ショートアニメーション千夜千本

短編アニメーション作品を紹介してゆきます。まだ見ぬ作品に触れる機会にして頂ければ幸いです。

『オオカミとブタ』竹内泰人【11夜目】

日本人の手による「自主制作アニメーション」の、YouTube再生記録ってどの作品だか知ってます? 実は長らく、この作品が日本人トップだと僕は思っていた。現時点でも、何と390万再生。『フミコの告白』が400万再生を突破しこの作品を抜いたのは、実はごく最近のことなのだ(岡田拓也の『CHILDREN』は480万再生で、『オオカミとブタ』はこれも上回っていた時期があった)。……後になって、ていえぬの『CHAINSAW MAID』が660万再生もあったことを、人から教えてもらって驚愕するんだけど。

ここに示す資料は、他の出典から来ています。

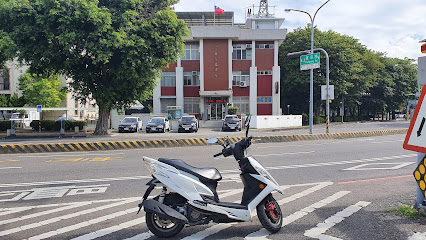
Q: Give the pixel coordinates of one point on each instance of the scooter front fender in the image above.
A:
(163, 211)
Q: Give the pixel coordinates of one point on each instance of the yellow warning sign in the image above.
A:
(420, 176)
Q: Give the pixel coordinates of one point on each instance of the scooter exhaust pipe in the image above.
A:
(163, 211)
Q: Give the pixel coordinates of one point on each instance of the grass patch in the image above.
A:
(406, 211)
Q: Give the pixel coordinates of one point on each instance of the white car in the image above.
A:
(158, 124)
(130, 124)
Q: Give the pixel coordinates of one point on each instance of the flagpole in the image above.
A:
(214, 16)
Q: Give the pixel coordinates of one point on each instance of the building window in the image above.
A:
(191, 52)
(265, 46)
(191, 78)
(264, 99)
(4, 79)
(240, 76)
(165, 102)
(264, 73)
(241, 52)
(191, 105)
(242, 103)
(168, 79)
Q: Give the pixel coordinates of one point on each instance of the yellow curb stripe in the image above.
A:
(69, 145)
(40, 147)
(47, 147)
(32, 149)
(86, 146)
(62, 147)
(122, 145)
(79, 147)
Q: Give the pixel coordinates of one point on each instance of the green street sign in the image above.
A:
(310, 61)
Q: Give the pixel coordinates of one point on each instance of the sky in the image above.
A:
(394, 27)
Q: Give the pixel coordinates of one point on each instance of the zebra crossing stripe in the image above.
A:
(82, 224)
(321, 228)
(68, 216)
(7, 221)
(263, 233)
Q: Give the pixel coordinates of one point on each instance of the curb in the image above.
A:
(119, 145)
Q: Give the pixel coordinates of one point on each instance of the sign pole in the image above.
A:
(420, 198)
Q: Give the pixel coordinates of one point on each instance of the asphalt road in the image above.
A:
(338, 188)
(34, 137)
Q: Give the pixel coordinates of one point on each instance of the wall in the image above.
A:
(280, 121)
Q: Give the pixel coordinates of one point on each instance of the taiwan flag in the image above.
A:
(218, 10)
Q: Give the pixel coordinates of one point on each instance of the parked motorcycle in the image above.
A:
(189, 195)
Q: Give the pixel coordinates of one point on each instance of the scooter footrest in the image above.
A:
(230, 205)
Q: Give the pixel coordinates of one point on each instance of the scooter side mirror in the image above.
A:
(212, 140)
(248, 124)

その後のコマーシャル業界にすら大きな影響を与えることになる「コマ撮りの中のコマ撮り」アイデアは秀逸だし(最初ではないのかな)、何よりとても親しみやすいポップさがある。アニメーションの古き良き基本構成のひとつである「ネコとネズミ」をしっかり踏襲したわかりやすいストーリーで、カルチャーも国籍も越えてちゃんと届くものになっているのは、計画的だったのかな。何しろこういう作品って、素人でも見ていればだいたいこの映像の作り方がわかるわけで、「よく作ったねえ」みたいな共感度もまた、作品の印象にプラスになる。「作った人、すごい!どうやったかわからない!」が一種のステータスになる(なってた時期があった)自主制作アニメーションの世界で、この作品はまたその一つの呪いを解いているようにも感じるのだ。

誰に見せても「かわいい!」ってなる、こういうの。恨めしき“猫動画”じゃなくても、ちゃんとこっちに反撃する術は用意されているなぁ、って、思います。